If it will not, then I would suggest that it may be useful for us
all to up-educate ourselves to the more open source, portable
tools (Python, etc.).
While I appreciate and agree with Eugene's perspective, I have
to be pragmatic that the people on the list have limited time
to dedicate to sharing their work. Many things shared running in
a not insignificant number of locations is worth more than very
few things shared running everywhere.
I don't learn Russian to talk to Russian scientists -- Following
that principle I would have to learn a dozen languages to talk
to dozens of scientists. I say "if you want to work with me, you
have to learn some method of communicating with me". Following
this principle, you don't require the creators of the apps
to learn whole new languages to implement the apps. Let them
implement the apps (with documentation!!!) in what they know.

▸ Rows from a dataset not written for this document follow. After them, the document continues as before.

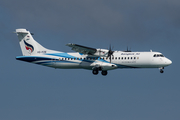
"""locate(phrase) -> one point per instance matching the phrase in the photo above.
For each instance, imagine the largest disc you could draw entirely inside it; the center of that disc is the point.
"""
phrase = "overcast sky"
(33, 92)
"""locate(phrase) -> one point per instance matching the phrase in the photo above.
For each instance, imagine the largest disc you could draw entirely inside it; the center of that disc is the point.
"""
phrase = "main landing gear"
(161, 70)
(96, 71)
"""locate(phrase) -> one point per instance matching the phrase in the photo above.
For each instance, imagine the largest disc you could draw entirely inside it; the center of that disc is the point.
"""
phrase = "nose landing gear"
(161, 70)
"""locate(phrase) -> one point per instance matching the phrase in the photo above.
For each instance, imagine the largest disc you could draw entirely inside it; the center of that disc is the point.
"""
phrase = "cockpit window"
(158, 55)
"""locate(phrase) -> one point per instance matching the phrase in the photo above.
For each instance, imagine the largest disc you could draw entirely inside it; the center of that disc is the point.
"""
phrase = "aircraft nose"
(169, 62)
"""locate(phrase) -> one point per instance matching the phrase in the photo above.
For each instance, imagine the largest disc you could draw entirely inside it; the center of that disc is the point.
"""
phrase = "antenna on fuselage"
(128, 50)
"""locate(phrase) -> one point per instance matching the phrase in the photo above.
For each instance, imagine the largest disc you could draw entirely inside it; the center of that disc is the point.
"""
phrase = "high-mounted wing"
(82, 49)
(88, 50)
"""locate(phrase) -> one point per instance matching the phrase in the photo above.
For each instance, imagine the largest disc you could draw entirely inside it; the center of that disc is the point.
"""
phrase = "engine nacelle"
(101, 53)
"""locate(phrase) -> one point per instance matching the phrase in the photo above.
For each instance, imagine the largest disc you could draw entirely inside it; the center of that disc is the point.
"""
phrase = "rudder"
(28, 45)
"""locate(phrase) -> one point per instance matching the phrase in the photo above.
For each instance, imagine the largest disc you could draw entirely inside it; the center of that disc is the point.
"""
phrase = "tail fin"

Its then its up to others to adapt those apps to more open
environments if the need is there and the multi-environmental
individuals who can do this are interested.

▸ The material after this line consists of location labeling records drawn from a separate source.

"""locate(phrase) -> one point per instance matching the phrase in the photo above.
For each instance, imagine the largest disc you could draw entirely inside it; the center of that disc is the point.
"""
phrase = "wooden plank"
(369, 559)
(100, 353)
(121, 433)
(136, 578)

Remember the standard programming axioms -- the first version
is always a prototype. If its useful enough to make derivative
versions, *then* you think about how to reach the greatest audience
with those versions.
Really, how many people on the list want to do rocket optimization
experiments? 5? Do any of them not have access to Excel? Unlikely.
The bottom line is this -- Open source is great from some perspectives.
It isn't great from others. For example I have the source to my
email program "Pine". Can I get it to correctly sort my inbox?
No. Why? Because when you encode the sorting rules of the type
I require it corrupts the messages. Do I have the knowledge to
debug and fix this? Yes. Do most people? No. Have I fixed it?
No. Why? Because I've looked at it, added debug statements and
come to the conclusion that whatever it is doing wrong might require
several days to fix. It simply isn't worth my time.
Is a situation in which companies that have millions of paying customers
who encounter closed-source bugs and report them better or worse
than a situation in there are open-source programs that were developed
ages ago as a "public-service" but are now are essentially unsupported?
Eric Raymond is correct -- in the shadow of many eyes all bugs
are shallow. The very important question is *how many eyes*
(with sufficient wisdom behind them) are looking at the bugs?
While I have no love for Microsoft (Windows '95 & '98 are jokes)
and NT I can regularly bring to its knees (open up 60-80 Netscape
or IE windows), Linux is no better -- no journaling file system
(until recently), no "raw" devices (like the operating system's
"read-ahead" strategy is optimal for databases). BSD is better
because it is "real" UNIX and open source, but the *best* UNIX
is that that went from AT&T to Novell to SCO, which was closed
source, was a much better engineered system (at least while Bell Labs
still drove the cart). Novell Netware too was a much better server
in its heyday, despite its closed source, because the original
developers *knew* how to engineer an efficient system.
There are examples of open source software that is very very good,
such as Perl. I'd argue however that probably 60-80% of the open source
software out there is caca. I'll base that on the simple perspective
that there are not that many *really* good software engineers.